As diferenças entre os projetos do filho tendem a ser compreendidos pelos pais como erros, falhas em sua avaliação, ingenuidade. Com a adolescência em curso, provavelmente o jovem já não mantem a mesma proximidade e intimidade, mais comuns na infância. Mais do que isto, em seu processo de auto-afirmação, ele tende a negar todos os valores dos pais e se posicionar sistematicamente como diferente. Os pais costumam viver este momento com um sentimento de abandono – “ele não me ama mais” – e traduzem o medo da perda sob a forma de outros medos: das companhias, do perigo da rua, das escolhas mal feitas por imaturidade.
Esta diferença essencial na emancipação dos filhos à condição de sujeitos precisa ser operada, sob pena de se manter uma filho tutelado que não se alça à condição de adulto. Há quem consiga fazer isto de forma sutil, há quem vá para o confronto e ruptura.
De toda a maneira, o enunciado que nomeia este texto é recorrente por parte dos pais: “Não foi isto que eu sonhei para você”. Pelo desenvolvimento anterior, acho que já pode ter ficado claro algo inusitado: aquele enunciado sugere que as coisas estão seguindo seu curso.
Um dia, os pais sonharam com seus filhos; aliás, sonharam tê-los, como seriam, o que viriam a fazer da vida. O fonte primordial destes sonhos são nossos próprios ideais não realizados. Esperamos que nossos filhos sigam aqueles nossos passos de que gostamos (“Ele vai voltar e assumir a firma da família, tomar meu lugar no escritório ou consultório) mas, sobretudo, esperamos que reparem as falhas e feridas que sofremos (“Ele não vai passar pelo que eu passei e terá oportunidade que não tive”).
A escolha do nome, o enfeite na porta do quarto na maternidade, a decoração do quarto em casa, as roupas, escolas e tanta coisa que consumimos; tudo isto nos conta muitos dos nossos sonhos com nossos filhos.
Só faltou combinar com o adversário.
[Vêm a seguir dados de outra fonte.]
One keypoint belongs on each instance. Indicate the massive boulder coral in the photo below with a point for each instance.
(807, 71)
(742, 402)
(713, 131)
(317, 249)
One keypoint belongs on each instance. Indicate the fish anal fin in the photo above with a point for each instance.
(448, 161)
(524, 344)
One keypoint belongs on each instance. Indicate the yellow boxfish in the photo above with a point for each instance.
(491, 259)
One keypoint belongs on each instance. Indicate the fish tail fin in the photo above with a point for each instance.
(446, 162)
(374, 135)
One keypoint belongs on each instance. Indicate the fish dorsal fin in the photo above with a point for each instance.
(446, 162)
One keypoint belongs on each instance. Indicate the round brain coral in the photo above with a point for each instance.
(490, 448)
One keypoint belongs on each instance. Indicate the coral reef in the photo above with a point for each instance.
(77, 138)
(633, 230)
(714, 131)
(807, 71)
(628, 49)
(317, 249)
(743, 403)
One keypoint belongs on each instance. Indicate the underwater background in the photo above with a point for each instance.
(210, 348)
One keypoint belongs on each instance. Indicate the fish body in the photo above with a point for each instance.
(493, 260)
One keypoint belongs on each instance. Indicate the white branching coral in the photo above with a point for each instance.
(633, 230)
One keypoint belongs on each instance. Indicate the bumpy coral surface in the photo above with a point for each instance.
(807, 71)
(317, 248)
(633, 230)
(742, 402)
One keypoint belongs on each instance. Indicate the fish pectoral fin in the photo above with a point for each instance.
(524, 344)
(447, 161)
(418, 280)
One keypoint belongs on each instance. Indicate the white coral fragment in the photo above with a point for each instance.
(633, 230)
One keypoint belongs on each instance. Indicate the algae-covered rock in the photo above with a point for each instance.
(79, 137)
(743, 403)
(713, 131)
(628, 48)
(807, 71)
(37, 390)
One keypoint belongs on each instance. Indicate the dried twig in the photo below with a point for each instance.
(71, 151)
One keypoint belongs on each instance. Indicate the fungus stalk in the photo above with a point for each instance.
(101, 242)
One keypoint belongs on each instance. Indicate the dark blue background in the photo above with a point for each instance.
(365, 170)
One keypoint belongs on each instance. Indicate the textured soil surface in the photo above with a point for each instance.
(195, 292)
E quando ele se manifesta se afirmando contra os pais e formulando desejos próprios, a frustração é inevitável. A diferença entre os nossos ideais e a realidade costuma ser chamada de “defeito”.
Mas, uma vez mais, é só quando o filho sai do campo sonhado pelos pais que ele tem a oportunidade de se tornar um sujeito. É na diferença que ele se constitui como indivíduo. Impõe-se aos pais o trabalho de luto por mais este grau de separação.
Por vezes, os filhos acabam realizando, não os sonhos sonhados, mas os desejos inconscientes dos pais que a eles subjazem. Quando isto acontece, os pais ainda se defrontam com esta imagem ampliada de si mesmos em seus filhos, justamente naquilo que repudiam em si. Dureza.
Por fim, sabemos também que, uma vez operada a autoafirmação (que tem sido adiada cada vez mais em nossa cultura), é também comum que os filhos se reencontrem com seus pais e se reconciliem com seus valores anteriores.
A tensão entre sermos iguais a nossos pais e diferente deles pode ser figurada como uma espiral. Através de gerações, pessoas repetem dinâmicas familiares sem sequer se darem conta. Ao mesmo tempo, cada novo processo de amadurecimento que se cumpre introduz diferenças. A imagem da espiral atende à ideia de que certos pontos são reiteradamente repetidos mas, quando tudo vai bem, de forma diferenciada, em planos mais amplos.
A tarefa dos pais nesta extensa zona de fronteira entre a infância e a vida adulta que se chama adolescência e passa pelo vestíbular é bastante dura: sustentar em vários sentidos (financeiro, afetivo) e, muitas vezes, sem entender ou ter controle sobre o destino das crias.
Pedro de Santi
Psicanalista, doutor em psicologia clínica e mestre em filosofia. Professor e Líder da área de Comunicação e Artes da ESPM.